Recently, a new version of the flow cell version (R10) was released and offered improvements to the basecaller used to convert the electronic current signal to DNA sequences (so-called flip-flop basecaller). Therefore, we have re-sequenced USUV from brain tissue of an USUV-positive owl which was previously sequenced on a R9.4 flow cell and on an Illumina Miseq instrument²¹. Here, we described the method used to determine the required read coverage for reliable consensus calling by direct comparison to Illumina sequencing.

Using the newer flow cell in combination with the basecaller flip-flop we show that a read coverage of 40x results in identical results as compared to Illumina sequencing. A read coverage of 30x results in an error rate of 0.0002% which corresponds to one error in every 585,000 nucleotides sequenced, while a read coverage of 20x results in one error in every 63,529 nucleotides sequenced. A read coverage of 10x results in one error in every 3,312 nucleotides sequenced, meaning that over three nucleotides per full USUV genome are being called wrong. With a read coverage above 30x, no indels were observed. A read coverage of 20x resulted in the detection of one indel position while a read coverage of 10x resulted in indels in 29 positions. An overview of the error rate using different read coverage cut-offs is shown in Table 1.

Table 1: Overview of the error rate of nanopore sequencing. Each iteration represents one thousand random samples.

Supplementary File 1: Random selection. Please click here to view this file (Right click to download).

Nanopore sequencing is constantly evolving and therefore there is a need for methods to monitor the error rate. Here, we describe a workflow to monitor the error rate of the nanopore sequencer. This can be useful after the release of a new flow cell, or if new releases of the basecalling are released.
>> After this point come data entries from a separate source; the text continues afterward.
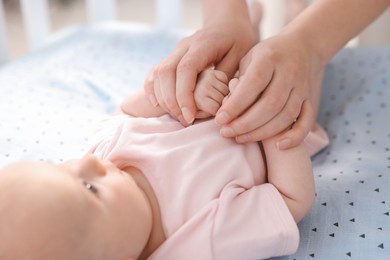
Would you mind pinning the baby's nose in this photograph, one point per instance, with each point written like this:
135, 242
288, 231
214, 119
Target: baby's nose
90, 166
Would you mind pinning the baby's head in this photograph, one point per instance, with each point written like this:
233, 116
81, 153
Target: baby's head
82, 209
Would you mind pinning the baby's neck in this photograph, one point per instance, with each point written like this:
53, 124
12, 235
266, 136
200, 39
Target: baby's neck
157, 235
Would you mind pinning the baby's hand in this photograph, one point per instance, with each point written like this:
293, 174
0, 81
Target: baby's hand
211, 88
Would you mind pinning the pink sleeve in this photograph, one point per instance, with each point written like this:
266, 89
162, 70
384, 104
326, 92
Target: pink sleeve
253, 224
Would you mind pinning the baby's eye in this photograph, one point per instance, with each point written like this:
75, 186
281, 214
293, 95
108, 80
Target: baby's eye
90, 187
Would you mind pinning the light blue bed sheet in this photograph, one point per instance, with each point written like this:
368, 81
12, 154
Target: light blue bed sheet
51, 99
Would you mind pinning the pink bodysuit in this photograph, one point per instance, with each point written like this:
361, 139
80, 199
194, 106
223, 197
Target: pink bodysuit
214, 201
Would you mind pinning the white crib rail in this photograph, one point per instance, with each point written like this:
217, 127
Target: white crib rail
3, 36
37, 23
168, 15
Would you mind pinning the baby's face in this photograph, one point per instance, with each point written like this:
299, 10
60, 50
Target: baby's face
89, 200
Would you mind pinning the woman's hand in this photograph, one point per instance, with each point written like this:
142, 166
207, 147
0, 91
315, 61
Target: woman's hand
225, 38
273, 93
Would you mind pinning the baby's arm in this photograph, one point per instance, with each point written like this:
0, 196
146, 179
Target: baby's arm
290, 171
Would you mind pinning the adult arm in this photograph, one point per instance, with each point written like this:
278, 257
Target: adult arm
280, 77
138, 105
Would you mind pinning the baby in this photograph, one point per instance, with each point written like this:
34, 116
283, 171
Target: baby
150, 188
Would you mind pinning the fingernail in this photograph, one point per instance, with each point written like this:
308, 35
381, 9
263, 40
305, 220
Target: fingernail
243, 138
188, 117
284, 144
153, 100
222, 118
227, 132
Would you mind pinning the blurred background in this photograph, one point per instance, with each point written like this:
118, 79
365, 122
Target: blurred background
72, 12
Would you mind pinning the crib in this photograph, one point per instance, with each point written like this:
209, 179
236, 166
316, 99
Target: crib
51, 98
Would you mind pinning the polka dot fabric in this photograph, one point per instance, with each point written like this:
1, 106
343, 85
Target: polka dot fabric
52, 98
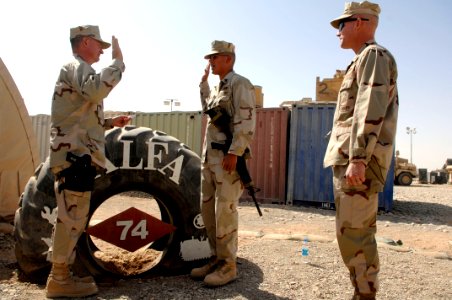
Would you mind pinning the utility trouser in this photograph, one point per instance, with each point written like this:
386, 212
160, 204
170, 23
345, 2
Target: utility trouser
356, 225
220, 193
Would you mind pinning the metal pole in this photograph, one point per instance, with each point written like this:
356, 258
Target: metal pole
411, 146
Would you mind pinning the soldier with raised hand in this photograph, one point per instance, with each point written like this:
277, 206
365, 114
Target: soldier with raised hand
231, 109
77, 151
361, 145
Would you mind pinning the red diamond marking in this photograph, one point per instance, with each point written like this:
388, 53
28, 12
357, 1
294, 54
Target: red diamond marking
131, 229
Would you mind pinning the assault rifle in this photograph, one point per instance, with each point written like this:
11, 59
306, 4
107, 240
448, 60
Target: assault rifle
221, 120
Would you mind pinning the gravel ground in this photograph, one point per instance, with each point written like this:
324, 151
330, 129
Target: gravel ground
415, 246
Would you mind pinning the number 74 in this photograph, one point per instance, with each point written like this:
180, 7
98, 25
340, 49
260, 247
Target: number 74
139, 230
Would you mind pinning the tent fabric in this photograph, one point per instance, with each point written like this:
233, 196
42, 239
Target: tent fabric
19, 155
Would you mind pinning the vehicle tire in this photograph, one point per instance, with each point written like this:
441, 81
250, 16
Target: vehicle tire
178, 201
404, 179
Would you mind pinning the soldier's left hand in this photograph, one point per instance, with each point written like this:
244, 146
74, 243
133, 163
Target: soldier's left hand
355, 173
229, 162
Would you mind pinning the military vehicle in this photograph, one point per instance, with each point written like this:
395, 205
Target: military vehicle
404, 171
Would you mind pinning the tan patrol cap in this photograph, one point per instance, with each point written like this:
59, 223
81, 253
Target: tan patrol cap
354, 8
89, 30
221, 47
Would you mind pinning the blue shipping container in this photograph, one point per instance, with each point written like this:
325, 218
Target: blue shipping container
307, 181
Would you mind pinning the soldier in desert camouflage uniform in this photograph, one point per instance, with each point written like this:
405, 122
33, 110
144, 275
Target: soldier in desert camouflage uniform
361, 144
77, 150
221, 187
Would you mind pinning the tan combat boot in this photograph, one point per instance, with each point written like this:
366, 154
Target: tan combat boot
61, 284
201, 272
225, 273
359, 296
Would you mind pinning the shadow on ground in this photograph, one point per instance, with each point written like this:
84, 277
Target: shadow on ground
183, 287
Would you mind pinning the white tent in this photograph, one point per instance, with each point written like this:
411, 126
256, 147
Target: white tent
19, 155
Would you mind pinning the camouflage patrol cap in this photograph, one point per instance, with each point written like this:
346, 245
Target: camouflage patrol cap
89, 30
219, 47
354, 8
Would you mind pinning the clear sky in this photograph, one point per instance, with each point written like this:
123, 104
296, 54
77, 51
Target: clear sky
281, 45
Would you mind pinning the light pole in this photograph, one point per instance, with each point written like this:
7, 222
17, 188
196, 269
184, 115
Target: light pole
411, 131
170, 103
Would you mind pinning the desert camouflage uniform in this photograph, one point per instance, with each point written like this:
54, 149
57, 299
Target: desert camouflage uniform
364, 129
78, 126
236, 95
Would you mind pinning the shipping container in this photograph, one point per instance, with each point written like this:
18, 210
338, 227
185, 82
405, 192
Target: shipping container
268, 164
423, 176
185, 126
308, 183
41, 127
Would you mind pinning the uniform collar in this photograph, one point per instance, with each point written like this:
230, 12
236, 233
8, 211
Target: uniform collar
366, 44
227, 78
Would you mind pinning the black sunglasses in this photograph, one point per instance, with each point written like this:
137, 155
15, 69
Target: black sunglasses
342, 22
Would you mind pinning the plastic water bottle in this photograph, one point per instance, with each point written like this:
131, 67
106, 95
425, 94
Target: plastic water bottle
305, 250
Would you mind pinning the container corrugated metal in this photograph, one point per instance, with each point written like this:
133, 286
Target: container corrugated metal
41, 127
267, 167
185, 126
308, 182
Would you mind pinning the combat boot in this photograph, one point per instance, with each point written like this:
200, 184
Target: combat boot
202, 272
359, 296
61, 283
224, 273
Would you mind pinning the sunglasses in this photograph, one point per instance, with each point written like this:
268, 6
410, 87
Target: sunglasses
342, 23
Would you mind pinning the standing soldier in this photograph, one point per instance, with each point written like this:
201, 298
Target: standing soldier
77, 150
361, 145
231, 110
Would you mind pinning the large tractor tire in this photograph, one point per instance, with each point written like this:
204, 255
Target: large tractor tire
140, 161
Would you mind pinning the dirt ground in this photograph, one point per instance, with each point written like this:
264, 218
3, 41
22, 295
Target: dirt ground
414, 239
However, this can also be useful for users who want to set-up and validate their own sequencing protocol.

Different software and alignment tools can yield different results³³. In this manuscript, we aimed to use freely available software packages which are commonly used, and which have clear documentation. In some cases, preference might be given to commercial tools, which generally have a more user-friendly interfaces but have to be paid for. In the future, this method can be applied to the same sample in case big modifications in sequence technology or basecalling software are introduced Preferentially this should be done after each update of the basecaller or flowcell, however given the speed of the current developments this can be also been done only after major updates.
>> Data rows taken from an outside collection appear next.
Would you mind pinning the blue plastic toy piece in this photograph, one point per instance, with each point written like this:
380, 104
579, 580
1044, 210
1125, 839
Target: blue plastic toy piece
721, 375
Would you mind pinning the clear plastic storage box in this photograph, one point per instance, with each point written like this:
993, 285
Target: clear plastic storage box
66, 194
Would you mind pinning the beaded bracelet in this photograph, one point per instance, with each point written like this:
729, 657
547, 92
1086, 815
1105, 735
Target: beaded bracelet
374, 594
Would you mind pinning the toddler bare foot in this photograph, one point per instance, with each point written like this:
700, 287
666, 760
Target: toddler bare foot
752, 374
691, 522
The reduction in the error rate in sequencing allows for a higher number of samples to be multiplexed. Thereby, nanopore sequencing is getting closer to replacing conventional real time PCRs for diagnostic assays, which is already the case for influenza virus diagnostics. In addition, the reduction of the error rate increases the usability of this technique sequencing, for instance for the determination of minor variants and for high-throughput unbiased metagenomic sequencing.

A critical step in the protocol is that close, reliable reference sequences need to be available. The primers are based on the current knowledge about virus diversity and might need to be updated every once in a while. Another critical point when setting up an amplicon-based sequencing approach is the balancing of the primer concentration to get an even balance in amplicon depth. This enables the multiplexing of more samples on a sequence run and results in a significant cost reduction.